When asked whether the local structural conditions would generally allow the parents to be present until the children are anesthetized, 52 (63.4%) respondents in the EG and 50 (45%) respondents in the SG answered in the affirmative (P=.01). Among those, 38 (46.3%) respondents in the EG and 57 (50.9%) respondents in the SG reported not offering parents to be present during the induction of anesthesia. In EG, 26 (31.7%) respondents reported enabling parental presence while 29 in SG (25,9%). Another 18 (22%) respondents in the EG stated that parental presence depends on the individual workplace within their institution, while 26 (23.2%) respondents in the SG reported the same. The place where the children were separated from their parents or parental substitutes did not differ significantly between the groups.

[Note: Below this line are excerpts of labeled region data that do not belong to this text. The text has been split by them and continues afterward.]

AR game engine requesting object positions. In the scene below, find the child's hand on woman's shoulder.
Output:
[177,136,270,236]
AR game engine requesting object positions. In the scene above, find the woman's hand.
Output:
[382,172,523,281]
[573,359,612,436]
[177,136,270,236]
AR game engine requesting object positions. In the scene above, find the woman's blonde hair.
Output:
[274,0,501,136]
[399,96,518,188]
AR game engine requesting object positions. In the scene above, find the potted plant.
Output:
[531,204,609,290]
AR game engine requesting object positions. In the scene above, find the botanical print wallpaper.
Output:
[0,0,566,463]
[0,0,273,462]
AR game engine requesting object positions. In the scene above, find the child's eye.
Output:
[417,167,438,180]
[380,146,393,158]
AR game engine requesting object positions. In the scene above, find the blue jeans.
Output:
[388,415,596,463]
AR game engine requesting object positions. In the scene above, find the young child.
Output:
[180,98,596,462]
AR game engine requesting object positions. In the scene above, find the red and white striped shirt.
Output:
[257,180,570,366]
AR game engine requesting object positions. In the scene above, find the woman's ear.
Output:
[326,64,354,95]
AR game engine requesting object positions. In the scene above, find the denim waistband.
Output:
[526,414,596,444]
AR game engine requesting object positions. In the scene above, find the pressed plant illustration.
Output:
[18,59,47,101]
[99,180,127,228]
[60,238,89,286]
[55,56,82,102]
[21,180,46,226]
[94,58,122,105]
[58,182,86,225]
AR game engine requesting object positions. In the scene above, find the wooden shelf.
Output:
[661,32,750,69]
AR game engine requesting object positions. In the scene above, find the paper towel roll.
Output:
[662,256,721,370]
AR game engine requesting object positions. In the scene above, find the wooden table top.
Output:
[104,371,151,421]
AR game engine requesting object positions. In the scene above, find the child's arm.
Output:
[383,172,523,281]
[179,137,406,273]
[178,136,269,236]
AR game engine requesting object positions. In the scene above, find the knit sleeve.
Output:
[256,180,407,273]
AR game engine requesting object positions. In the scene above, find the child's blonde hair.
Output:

Separation locations for children from parents did not significantly differ between groups (P=.84). Most commonly, separation occurred during transfer to the operating room (EG: 44 out of 80 respondents, 55%; SG: 67 out of 109 respondents, 61.5%). Separation in the induction room was less frequent (EG: 13 out of 80 respondents, 16.3%; SG: 13 out of 109 respondents, 11.9%) and in the holding area similarly rare (EG: 12 out of 80 respondents, 15%; SG: 13 out of 109 respondents, 11.9%). Separation in the operating room itself was reported even less often (EG: 9 out of 80 respondents, 11.3%; SG: 12 out of 109 respondents, 11%), while on the ward it was rarest of all (EG: 2 out of 80 respondents, 2.5%; SG: 4 out of 109 respondents, 3.7%). A small number of respondents did not provide an answer (EG: 2 respondents; SG: 3 respondents).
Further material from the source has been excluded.